LOS ANGELES – Jury selection got underway Wednesday in the obstruction of justice trial of the former second-in-command of the Los Angeles County Sheriff’s Department.
Ex-Undersheriff Paul Tanaka, 56, of Gardena, is charged with one count each of conspiracy to obstruct justice and obstruction of justice. His former boss, ex-Sheriff Lee Baca, pleaded guilty last month to a charge of lying to investigators and is awaiting sentencing in May.
Jury selection in downtown Los Angeles could take two days, followed by opening statements from attorneys at the end of the week.
Tanaka’s attorney, H. Dean Steward, predicted the proceedings before U.S. District Judge Percy Anderson would be a “dogfight.”
Prosecutors contend that Tanaka managed a secret plan in 2011 to “hide” inmate-turned-informant Anthony Brown from FBI handlers and a grand jury during a time when federal officials were conducting a probe of alleged deputy violence against prisoners.
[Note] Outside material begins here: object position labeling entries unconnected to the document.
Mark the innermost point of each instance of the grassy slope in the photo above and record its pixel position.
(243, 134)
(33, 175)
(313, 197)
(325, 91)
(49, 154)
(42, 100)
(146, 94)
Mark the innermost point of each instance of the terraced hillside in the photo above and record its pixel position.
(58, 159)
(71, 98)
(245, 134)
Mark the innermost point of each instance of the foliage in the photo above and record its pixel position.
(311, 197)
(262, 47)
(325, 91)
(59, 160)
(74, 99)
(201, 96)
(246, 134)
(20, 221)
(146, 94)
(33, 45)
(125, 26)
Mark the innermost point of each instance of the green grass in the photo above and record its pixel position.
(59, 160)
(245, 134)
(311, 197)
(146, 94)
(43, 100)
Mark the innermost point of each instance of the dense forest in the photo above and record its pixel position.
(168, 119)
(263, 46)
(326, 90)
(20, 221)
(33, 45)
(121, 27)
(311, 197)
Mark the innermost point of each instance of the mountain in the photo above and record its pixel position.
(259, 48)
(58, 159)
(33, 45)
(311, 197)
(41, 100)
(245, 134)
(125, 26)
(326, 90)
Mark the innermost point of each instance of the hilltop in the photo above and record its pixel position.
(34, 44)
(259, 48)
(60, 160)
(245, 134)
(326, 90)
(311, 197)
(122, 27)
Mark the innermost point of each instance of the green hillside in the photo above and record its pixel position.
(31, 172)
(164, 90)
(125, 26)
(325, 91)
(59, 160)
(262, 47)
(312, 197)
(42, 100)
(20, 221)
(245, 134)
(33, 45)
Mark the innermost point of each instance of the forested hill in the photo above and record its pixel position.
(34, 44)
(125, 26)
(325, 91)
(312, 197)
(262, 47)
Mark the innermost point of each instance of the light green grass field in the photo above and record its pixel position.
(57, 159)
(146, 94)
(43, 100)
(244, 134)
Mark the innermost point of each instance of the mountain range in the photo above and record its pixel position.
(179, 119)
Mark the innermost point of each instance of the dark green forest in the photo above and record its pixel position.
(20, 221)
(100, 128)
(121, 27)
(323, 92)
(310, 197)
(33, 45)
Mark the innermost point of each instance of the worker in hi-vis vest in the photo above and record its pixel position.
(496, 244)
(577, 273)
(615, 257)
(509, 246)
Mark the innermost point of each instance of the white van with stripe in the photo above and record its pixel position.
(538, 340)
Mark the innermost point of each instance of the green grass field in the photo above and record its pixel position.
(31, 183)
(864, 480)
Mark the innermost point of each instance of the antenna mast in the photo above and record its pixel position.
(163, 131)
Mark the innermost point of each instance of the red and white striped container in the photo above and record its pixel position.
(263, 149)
Brown was booked and re-booked under a series of false names, and was eventually told he had been abandoned by the FBI.
Prosecutors said that the alleged conspiracy overseen by Tanaka also included tampering with witnesses, and threatening to arrest a federal agent who had been carrying out her lawful duties.
Eight former sheriff’s department officials — including a captain, two lieutenants and two sergeants — have been convicted for their roles in the cover-up.
All claimed they had been following orders from superiors in assisting a legitimate investigation into how and why a cell phone had been smuggled into the Men’s Central Jail.
Tanaka and retired captain Tom Carey, who headed an internal investigations unit, were charged in May with the alleged attempt to derail the federal jails probe.
In court papers, prosecutors wrote that Tanaka had a history of “closing ranks” to keep hidden problems within the department.
“When concerns about illegal acts by deputies were brought to his attention, Tanaka largely ignored them and he rebuffed and rebuked whistleblowers,” according to federal prosecutors.
“Tanaka went out of his way to disparage the internal bodies charged with rooting out corruption in his ranks, and ignored outside entities warning that the brutality in the jails had become institutionalized,” prosecutors wrote. “Instead, he fostered a corrupt culture within the jails and the department.”
Carey pleaded guilty to a charge of lying on the witness stand during the 2014 trial of former Deputy James Sexton, who was sentenced to 18 months imprisonment for trying to obstruct the jails investigation.
In exchange for his plea and cooperation, Carey can expect to receive a reduced prison sentence of not more than 16 months when he goes before Anderson for sentencing in August, according to his plea agreement.
Tanaka — who is on leave as mayor of Gardena — retired from the sheriff’s department in August 2013. He testified for the defense in three trials of former deputies.
The charges against Tanaka and Carey brought to 21 the number of current or former sheriff’s officials charged in an ongoing federal probe into corruption and civil rights violations by guards at two downtown jail facilities.
Baca was the highest-ranking department official to be enveloped in the corruption scandal stemming from violence in the jail system. Baca, 73, retired in 2014 at the height of the federal probe. He had been sheriff since December 1998.
The former sheriff is not expected to testify at the Tanaka trial.